Seperti diketahui, konflik internal yang berujung pada sengketa hukum di tubuh PPRN berawal dari dinonaktifkannya Amelia A. Yani oleh rapat pleno DPP PPRN guna menyikapi mosi tidak percaya atas kepemimpinannya sebagai Ketua Umum yang dinilai arogan dari seluruh DPW Provinsi. Kebijakan penonaktifan sebagai Ketua Umum partai dari DPP ini selanjutnya digugat Amelia A. Yani ke Pengadilan Negeri Jakarta Timur dengan permohonan agar pengadilan tetap mengakui Amelia A. Yani sebagai Ketua Umum DPP PPRN yang sah, namun permohonan itu ditolak oleh pengadilan. Dan, putusan pengadilan ini pun telah berkekuatan hukum tetap (inkrah) karena baik pemohon Amelia A. Yani maupun DPP PPRN tidak melakukan upaya kasasi atas putusan tersebut.

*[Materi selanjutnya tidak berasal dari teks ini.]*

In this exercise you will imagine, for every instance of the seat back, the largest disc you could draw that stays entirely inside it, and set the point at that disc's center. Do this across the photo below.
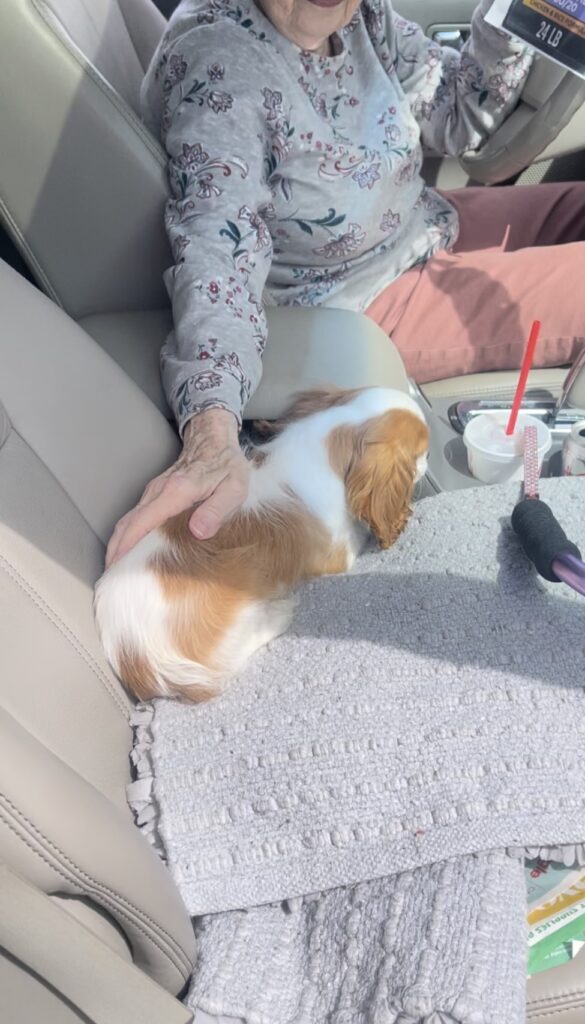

Selanjutnya, persoalan baru muncul ketika Amelia A. Yani merekayasa Musyawarah Nasional (Munas) I DPP PPRN serta meminta Menteri Hukum dan HAM yang saat itu dijabat Patrialis Akbar untuk mengesahkan hasil-hasilnya. Namun, permohonan pengesahan hasil Munas I versi Amelia A. Yani tersebut waktu itu ditolak oleh Menteri Patrialis Akbar. Amelia A. Yani pun kembali menggugat sikap Menteri Hukum dan HAM itu ke PTUN Jakarta dan PTUN mengabulkan permohonannya. Sebagai tergugat intervensi, DPP PPRN melakukan upaya hukum banding atas putusan pengadilan tersebut sehingga amar putusan pengadilan pertama ini belum berkekuatan hukum tetap.

Belum lagi tuntas proses hukum, secara mengejutkan Menteri Hukum dan HAM Patrialis Akbar mengeluarkan SK Kepengurusan DPP PPRN yang mengesahkan hasil Munas I versi Amelia A. Yani. Tentu, kebijakan Menteri Patrialis Akbar ketika itu keliru dan dapat dikatakan sebagai suatu bentuk pelanggaran hukum. Keputusan itu pun diprotes oleh ratusan ribu kader PPRN.

Pada tingkat kasasi, putusan PTUN Jakarta yang mengabulkan permohonan Amelia A. Yani dibatalkan oleh MA. Putusan kasasi ini pun diperkuat oleh PK MA dan fatwa MA. 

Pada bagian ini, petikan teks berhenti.